Ik kleed Jayce en mezelf aan. Ons haar word gedaan en dan is het wachten tot iedereen bij ons verzameld is zodat wij kunnen vertrekken richting Gasterij de Kwakel waar de uitvaart zal gaan plaatsvinden.
Jayce en ik rijden met de rouwauto mee. Onze bloemstukken, zijn petje en het Ajax shirt gaan ook mee in de rouwauto. Fijn om die laatste momenten toch nog even zo dichtbij te zijn. Aangekomen bij de Gasterij kunnen we even aclimatiseren in de familie kamer. We kijken nog even in de lege zaal of alles naar wens is.
Dan is het tijd. Alsof iemand mij met een sloophamer in mijn maag stompt sta ik op. Zoek met mijn ogen naar Jayce en zonder iets te zeggen pak ik haar hand. Ik wil haar alleen maar heel dicht bij mij voelen.
De mannen nemen de kist uit de auto. Dragen gezamelijk de kist. Ik loop samen met Jayce aan mijn zijde achter de kist aan. Ik kijk in de zaal, zie een zee van mensen en hoor de woorden Alles is veranderd. De eerste woorden van het liedje Grijs. Ik breek. Het liedje wat we zo vaak de laatste tijd samen hebben geluisterd is nu waarheid. Nu loop ik echt achter jouw kist en is echt alles veranderd.
Er zijn vele mooie momenten tijdens de uitvaart. Kaarsjes aansteken door alle kinderen, ons nummer Samen voor altijd gezongen door Tommie Christiaan, mooie toepasselijke muziek, vele mooie voordrachten, mooie, grappige en ontroerende fotos. Maar alles gaat langs me heen. Als de dienst is afgelopen, iedereen nog langs jou is gelopen is het tijd om je weg te brengen naar het crematorium. Buiten ontstaat er een haag van mensen. De mannen dragen je naar de auto. Jayce en ik sluiten samen de deur. We lopen naar voren, voor de auto. Nadat ik 2 stappen heb gezet word de eerste fakkel onstoken. Dit wilde je zo graag kon ik alleen maar denken. De fakkels blijven komen en op enig moment begint er een applaus en binnen een mum van tijd staat er bijna 200 man flink te applaudiseren. Voor jou Jorrit! Ik zou willen dat je had kunnen voelen hoe geliefd je was. Oorverdovend, verslagen maar ook trots stap ik in. Ja, dit is hoe je het zou willen.
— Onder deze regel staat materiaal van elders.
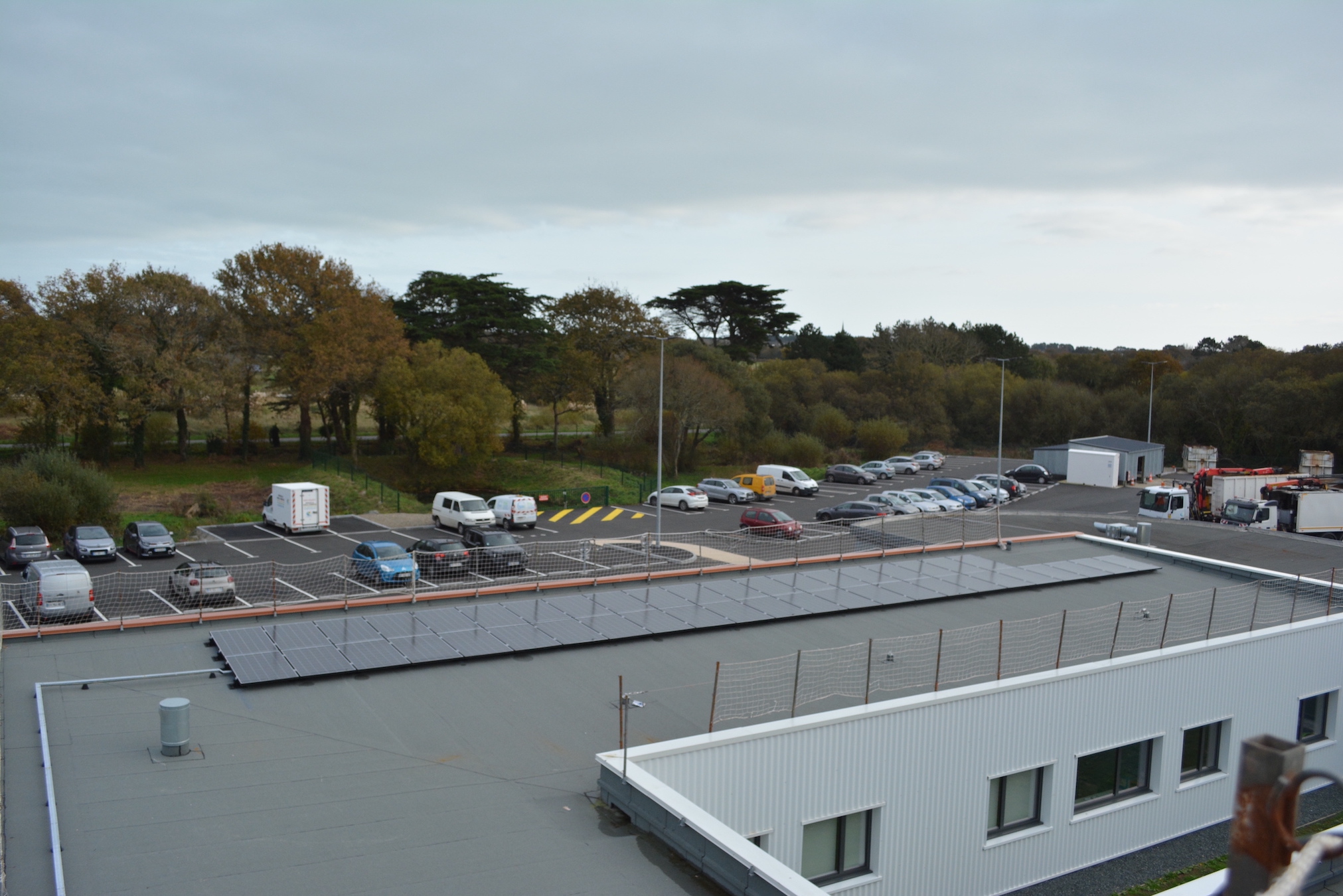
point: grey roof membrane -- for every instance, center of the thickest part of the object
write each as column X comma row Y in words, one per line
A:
column 341, row 645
Het crematorium is koud en kil. Ik neem mijn moment om afscheid te nemen maar merk dat ik niet weet hoe. Als het tijd is draai ik om. De laatste keer dat je fysiek bij mij in de buurt bent. Ik kan het niet aan, kijk nog een keer en loop door.
Teruggekomen bij Gasterij de Kwakel kleden alle kinderen zich om. Alle kids krijgen een Ajax shirt aan met op de achterkant Jorrit met rugnummer 80. Ik bedank de mensen voor hun komst en proost op het leven van Jorrit. Dan is er nog even tijd om sommige mensen te spreken. Maar vind het ook lekker als het tijd is, even weg uit de drukte.
Mijn schoonouders brengen mij naar mijn eigen auto. Onderweg gaat er een alarm af. Nog half verdoofd heb ik in eerste instantie niet door dat het mijn telefoon is. Als ik mijn telefoon uit mijn tas haal en op mijn scherm zie; u heeft 3x op de SOS knop gedrukt. Zeg ik bijna als verzelfsprekend; Serieus ga je nu al beginnen? Kijk naar de lucht en begin te lachen. Tja hij wilde gewoon even dank je wel zeggen
We lunchen samen, en dineren samen. Het is fijn om zo’n dag compleet met zijn allen af te sluiten. Maar dan komt dat gevreesde moment. Naar huis gaan. Meerdere keren hoor ik; moeten we even met je meegaan? Nee zeg ik, ik zal er toch doorheen moeten. Dan maar nu meteen.
Ik open de deur. Donker. Leeg. Kil.
Ik voel mijn hart. Donker. Leeg. Kil.
Thuis is niet meer thuis.
Alleen.
Stil….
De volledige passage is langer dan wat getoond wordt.